The narrator promises that it will be a “continually expanding world” too, one that Rockstar will tend to over time and update with new missions and diversions to undertake. So what are some of the options open to you? The trailer is quick to lead you down the buffet table.
First up, we see two men testing their might against one another in an arm wrestle. Next, a motorcyclist decides to channel his inner Evil Knievil as he rides over the edge of a cliff… and proceeds to abort the vehicle in favour of a parachute, as the camera pans to reveal dozens of other daredevils similarly ‘chuted, each and every one floating towards the picturesque land below. Next, we’re in more accustomed Grand Theft Auto territory as a player smashes a car window with his elbow and drives off in a mock Enzo.
But on a larger scale, the trailer reveals it’s possible to band together in a crew and perform “heists” in the vein of the single player story. As with the the main campaign, online play is all about making money; the allure of the dollar bill is never far off. Indeed, you might fancy a game of golf, dressed head-to-toe in your best chequered threads. Or, for the more urban street hustler type, you might prefer baggy jeans and a freshly cut set of cornrows.
What becomes evident as the trailer rolls on is that your avatar will become an extension of your own real-world persona, and in a world populated by real people, the way you dress and the money you flaunt can make a real impression on those around you. For instance, if you have cash to splash, why not buy a lavish apartment and entertain your friends? Much like the real world, money becomes a symbol of status and not merely something you accrue for successfully completing missions.

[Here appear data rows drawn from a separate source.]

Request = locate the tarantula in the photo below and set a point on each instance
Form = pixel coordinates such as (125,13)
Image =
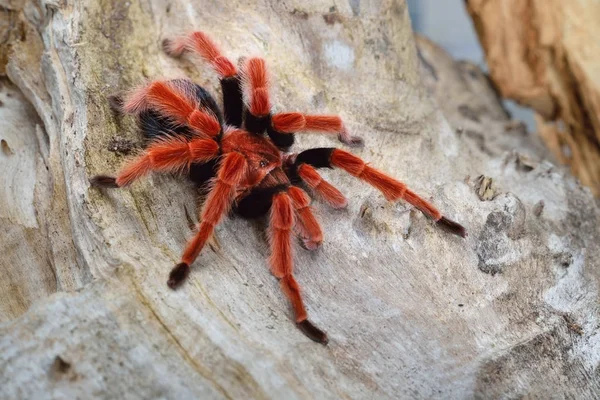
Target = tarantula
(241,158)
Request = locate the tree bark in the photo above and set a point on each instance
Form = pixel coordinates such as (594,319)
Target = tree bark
(545,55)
(410,310)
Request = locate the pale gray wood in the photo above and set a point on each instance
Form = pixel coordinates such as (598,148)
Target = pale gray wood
(411,311)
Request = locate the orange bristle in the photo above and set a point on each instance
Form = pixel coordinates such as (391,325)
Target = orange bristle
(259,102)
(288,122)
(292,290)
(170,155)
(203,150)
(170,102)
(256,77)
(204,122)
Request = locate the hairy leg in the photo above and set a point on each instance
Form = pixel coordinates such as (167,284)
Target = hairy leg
(391,188)
(232,170)
(201,44)
(172,154)
(306,224)
(281,261)
(281,127)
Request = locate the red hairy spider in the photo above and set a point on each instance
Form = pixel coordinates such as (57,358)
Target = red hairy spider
(241,158)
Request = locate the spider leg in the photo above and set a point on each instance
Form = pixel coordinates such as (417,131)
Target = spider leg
(306,224)
(172,154)
(281,261)
(288,123)
(232,170)
(391,188)
(202,45)
(171,101)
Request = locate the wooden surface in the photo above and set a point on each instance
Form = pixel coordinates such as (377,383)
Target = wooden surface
(546,55)
(411,311)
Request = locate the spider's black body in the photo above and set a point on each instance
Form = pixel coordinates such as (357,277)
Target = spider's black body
(239,155)
(258,201)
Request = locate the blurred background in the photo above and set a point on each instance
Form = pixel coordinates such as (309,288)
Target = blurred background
(448,24)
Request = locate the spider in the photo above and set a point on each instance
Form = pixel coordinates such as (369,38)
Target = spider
(240,157)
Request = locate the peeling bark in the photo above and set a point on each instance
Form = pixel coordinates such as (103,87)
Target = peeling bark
(410,310)
(544,55)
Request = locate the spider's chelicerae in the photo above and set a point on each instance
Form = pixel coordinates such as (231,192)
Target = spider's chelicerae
(241,157)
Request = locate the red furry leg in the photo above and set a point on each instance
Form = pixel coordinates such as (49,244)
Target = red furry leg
(306,223)
(172,102)
(392,189)
(297,122)
(281,260)
(256,80)
(232,170)
(201,44)
(325,190)
(168,155)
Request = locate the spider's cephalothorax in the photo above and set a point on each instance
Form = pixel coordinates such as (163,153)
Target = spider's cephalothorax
(243,153)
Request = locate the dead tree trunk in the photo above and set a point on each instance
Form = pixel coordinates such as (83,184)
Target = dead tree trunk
(411,311)
(546,55)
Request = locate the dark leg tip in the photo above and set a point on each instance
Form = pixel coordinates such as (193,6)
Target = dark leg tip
(312,332)
(115,101)
(453,227)
(104,181)
(178,275)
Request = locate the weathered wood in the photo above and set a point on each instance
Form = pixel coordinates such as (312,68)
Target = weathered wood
(411,311)
(546,55)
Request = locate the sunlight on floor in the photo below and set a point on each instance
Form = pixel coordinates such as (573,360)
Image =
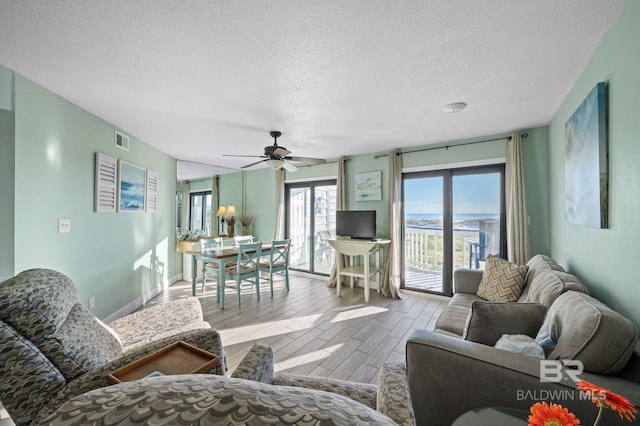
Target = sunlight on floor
(357,313)
(306,358)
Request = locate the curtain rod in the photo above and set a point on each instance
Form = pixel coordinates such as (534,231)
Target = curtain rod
(524,136)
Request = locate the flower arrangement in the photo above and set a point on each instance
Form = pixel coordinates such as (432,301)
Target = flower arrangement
(245,220)
(543,414)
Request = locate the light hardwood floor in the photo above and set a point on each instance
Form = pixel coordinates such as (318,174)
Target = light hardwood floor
(311,330)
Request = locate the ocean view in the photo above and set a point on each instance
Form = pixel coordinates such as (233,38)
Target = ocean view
(460,221)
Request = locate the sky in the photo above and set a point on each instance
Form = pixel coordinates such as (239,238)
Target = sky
(478,193)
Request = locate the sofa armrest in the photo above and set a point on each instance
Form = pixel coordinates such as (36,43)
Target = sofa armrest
(157,322)
(208,340)
(257,365)
(466,280)
(449,376)
(393,394)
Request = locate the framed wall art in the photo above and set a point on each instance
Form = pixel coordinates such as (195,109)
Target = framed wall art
(131,185)
(586,169)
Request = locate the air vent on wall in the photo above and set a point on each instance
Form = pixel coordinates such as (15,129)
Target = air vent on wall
(122,141)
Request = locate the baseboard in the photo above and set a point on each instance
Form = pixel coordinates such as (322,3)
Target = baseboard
(138,302)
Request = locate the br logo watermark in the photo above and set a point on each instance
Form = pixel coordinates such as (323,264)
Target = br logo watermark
(556,371)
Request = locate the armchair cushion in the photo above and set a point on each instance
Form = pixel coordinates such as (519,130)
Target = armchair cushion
(488,321)
(22,393)
(502,280)
(81,344)
(393,398)
(36,302)
(143,327)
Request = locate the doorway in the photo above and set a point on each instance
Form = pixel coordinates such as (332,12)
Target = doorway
(310,220)
(452,219)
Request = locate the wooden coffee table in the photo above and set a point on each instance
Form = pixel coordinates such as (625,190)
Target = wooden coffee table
(177,358)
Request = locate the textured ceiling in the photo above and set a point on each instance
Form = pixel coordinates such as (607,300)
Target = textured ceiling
(202,78)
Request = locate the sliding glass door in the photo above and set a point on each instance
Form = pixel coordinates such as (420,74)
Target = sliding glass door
(310,222)
(452,219)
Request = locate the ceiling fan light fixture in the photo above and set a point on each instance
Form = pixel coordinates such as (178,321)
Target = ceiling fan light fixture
(275,164)
(455,107)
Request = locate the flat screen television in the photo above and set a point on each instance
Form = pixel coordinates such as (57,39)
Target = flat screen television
(360,224)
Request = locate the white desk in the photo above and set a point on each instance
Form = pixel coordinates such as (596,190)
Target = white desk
(353,248)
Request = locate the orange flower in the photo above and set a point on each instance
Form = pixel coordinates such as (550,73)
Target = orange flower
(618,403)
(543,414)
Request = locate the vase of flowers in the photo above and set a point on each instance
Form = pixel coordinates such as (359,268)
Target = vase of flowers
(246,224)
(543,414)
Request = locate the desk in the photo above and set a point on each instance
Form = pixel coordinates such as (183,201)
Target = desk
(362,248)
(221,256)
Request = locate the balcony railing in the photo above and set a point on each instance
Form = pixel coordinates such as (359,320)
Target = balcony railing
(424,248)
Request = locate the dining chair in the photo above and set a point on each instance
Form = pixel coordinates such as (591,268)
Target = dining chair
(278,261)
(243,239)
(207,244)
(245,268)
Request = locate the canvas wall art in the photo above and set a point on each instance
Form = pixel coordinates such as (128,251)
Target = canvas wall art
(131,182)
(586,169)
(369,186)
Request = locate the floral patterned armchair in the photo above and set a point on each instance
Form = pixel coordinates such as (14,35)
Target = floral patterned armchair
(52,348)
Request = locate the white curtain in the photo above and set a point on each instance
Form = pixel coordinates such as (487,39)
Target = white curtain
(186,205)
(392,278)
(341,204)
(278,232)
(215,204)
(517,224)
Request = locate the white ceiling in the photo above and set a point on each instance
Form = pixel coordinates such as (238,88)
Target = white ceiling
(202,78)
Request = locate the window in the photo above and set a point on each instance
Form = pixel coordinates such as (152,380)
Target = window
(200,212)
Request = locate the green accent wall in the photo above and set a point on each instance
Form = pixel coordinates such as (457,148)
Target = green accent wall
(116,257)
(7,168)
(606,259)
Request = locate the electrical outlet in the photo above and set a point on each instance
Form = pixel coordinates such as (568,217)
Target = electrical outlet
(64,226)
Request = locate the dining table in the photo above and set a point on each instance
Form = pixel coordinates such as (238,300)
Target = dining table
(219,255)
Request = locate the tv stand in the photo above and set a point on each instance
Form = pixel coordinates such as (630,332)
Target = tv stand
(352,248)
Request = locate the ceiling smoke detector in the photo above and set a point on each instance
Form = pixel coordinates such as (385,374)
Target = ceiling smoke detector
(455,107)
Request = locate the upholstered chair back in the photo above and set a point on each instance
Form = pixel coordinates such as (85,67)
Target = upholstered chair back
(46,339)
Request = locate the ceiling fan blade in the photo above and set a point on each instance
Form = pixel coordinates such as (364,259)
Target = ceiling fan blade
(253,164)
(306,160)
(288,166)
(281,152)
(252,156)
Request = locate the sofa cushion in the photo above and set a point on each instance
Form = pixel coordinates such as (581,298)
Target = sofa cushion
(454,316)
(547,285)
(488,321)
(520,344)
(502,281)
(36,302)
(589,331)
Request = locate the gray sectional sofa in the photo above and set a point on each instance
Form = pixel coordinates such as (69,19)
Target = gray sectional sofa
(456,369)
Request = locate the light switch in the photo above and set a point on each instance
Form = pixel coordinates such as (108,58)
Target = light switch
(64,226)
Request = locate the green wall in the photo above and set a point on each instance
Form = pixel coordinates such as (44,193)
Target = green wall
(116,257)
(7,179)
(606,259)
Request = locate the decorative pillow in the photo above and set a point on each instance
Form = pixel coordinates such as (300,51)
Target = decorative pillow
(520,344)
(502,281)
(585,329)
(488,321)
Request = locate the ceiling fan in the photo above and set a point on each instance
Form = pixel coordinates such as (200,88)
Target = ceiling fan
(277,156)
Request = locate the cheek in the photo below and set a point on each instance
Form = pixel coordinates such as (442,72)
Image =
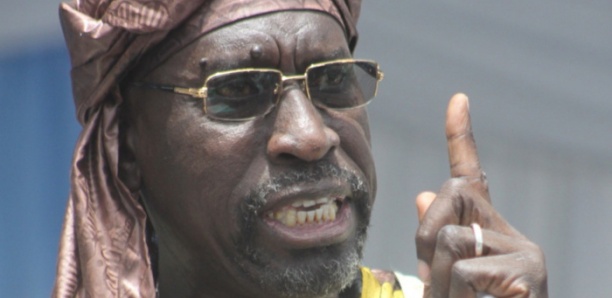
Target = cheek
(190,165)
(354,131)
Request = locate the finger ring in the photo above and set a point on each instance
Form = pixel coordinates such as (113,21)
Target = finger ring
(477,239)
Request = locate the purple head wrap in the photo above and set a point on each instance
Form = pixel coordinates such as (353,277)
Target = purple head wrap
(103,250)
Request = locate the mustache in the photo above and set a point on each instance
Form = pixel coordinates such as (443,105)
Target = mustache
(322,170)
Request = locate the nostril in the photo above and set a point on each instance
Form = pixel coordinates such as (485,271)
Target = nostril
(287,157)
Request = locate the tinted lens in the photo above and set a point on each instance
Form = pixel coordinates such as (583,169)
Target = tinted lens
(343,85)
(241,95)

Death is a dish best served cold
There’s also a nod towards the staples of online gaming found in other titles. The narrator teases the option of competing in “classic online modes” like deathmatch and, we assume, capture the flag. Best of all, we’re promised Rockstar will be developing content all the time, but you’re also at a liberty to create your own stuff too, like designing races and deathmatch maps using Rockstar’s “content creator”.

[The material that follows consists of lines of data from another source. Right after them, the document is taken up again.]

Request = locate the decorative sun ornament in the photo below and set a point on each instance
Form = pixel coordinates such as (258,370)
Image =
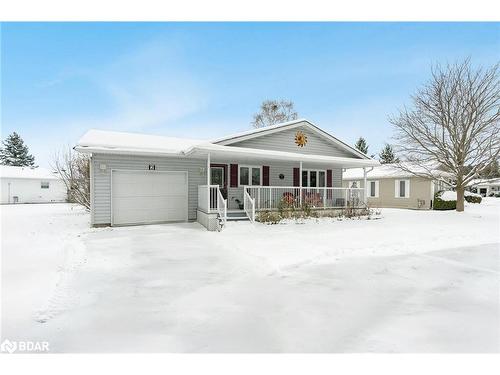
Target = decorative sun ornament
(300,139)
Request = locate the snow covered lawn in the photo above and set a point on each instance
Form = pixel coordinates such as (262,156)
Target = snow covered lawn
(411,281)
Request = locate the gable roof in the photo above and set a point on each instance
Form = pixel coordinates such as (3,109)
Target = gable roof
(231,139)
(7,171)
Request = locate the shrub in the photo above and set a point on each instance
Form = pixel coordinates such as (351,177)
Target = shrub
(440,204)
(473,198)
(269,217)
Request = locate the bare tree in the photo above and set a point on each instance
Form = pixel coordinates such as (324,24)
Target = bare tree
(454,124)
(74,170)
(274,112)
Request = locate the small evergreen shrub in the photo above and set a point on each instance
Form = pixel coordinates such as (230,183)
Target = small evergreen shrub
(473,199)
(269,217)
(440,204)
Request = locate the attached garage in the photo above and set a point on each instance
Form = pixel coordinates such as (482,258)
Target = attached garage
(146,197)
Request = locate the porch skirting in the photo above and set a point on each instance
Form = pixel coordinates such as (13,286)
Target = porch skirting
(208,220)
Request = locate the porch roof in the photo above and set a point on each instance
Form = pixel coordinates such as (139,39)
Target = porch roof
(253,154)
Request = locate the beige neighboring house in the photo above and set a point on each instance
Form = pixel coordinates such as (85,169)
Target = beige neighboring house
(389,186)
(30,185)
(485,187)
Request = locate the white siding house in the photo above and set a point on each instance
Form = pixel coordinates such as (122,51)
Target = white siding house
(30,185)
(144,179)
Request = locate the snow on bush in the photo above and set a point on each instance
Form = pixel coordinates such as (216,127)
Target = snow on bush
(452,196)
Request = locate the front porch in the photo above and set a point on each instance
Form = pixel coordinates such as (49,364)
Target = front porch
(268,198)
(267,183)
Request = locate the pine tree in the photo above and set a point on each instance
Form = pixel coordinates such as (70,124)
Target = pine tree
(361,145)
(14,152)
(387,155)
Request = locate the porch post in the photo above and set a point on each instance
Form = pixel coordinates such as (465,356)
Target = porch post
(364,185)
(208,169)
(300,184)
(208,183)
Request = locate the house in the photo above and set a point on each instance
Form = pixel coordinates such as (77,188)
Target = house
(389,186)
(30,185)
(142,179)
(486,187)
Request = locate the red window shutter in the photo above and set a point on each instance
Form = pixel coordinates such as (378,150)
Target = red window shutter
(265,175)
(329,179)
(234,175)
(296,176)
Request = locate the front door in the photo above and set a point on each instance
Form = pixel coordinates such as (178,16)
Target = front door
(217,176)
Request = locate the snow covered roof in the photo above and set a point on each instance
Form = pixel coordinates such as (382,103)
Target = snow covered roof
(120,141)
(482,181)
(259,154)
(7,171)
(102,141)
(386,171)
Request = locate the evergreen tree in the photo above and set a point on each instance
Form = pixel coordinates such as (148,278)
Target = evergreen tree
(14,152)
(387,155)
(361,145)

Interestingly, the trailer reveals a number of computer-controlled NPCs that populate the world; characters that offer missions and flavour the experience with their own distinct personalities. Until we play the game, we don’t know whether these characters will cross-over from the single player story into the multiplayer, but our guess is that they will, and by that token, it will be fun to come across familiar faces you’ve spied in a different capacity before.
The trailer leaves you with the sense that Rockstar has developed the multiplayer to be a quite different beast from the main game itself. They didn’t need to include an online component, but they have. Why? To give the player the opportunity to explore the world without rules. There’s the real sense that Los Santos and the surrounding Californian countryside can be explored with reckless abandon.
If it can differentiate itself from the main story – and we’re sure it will – Grand Theft Auto online looks like yet another reason to bookmark 17 September as the most important date in gaming this year, and dare we say it, the most important date this console generation.
What with the wealth of content proffered by the multiplayer trailer, it seems inconceivable this is being bundled alongside a single player story of eye-watering scale. In the end, V looks like just the game we wanted: an experience overflowing with sardonic humour, picturesque sights and a seemingly never-ending array of things to do.
In the end, 17 September may very well be the day we forget what the real outside world looks like as we embrace the fictional version Rockstar is offering. But for that we should be glad, because the king is coming back to our homes.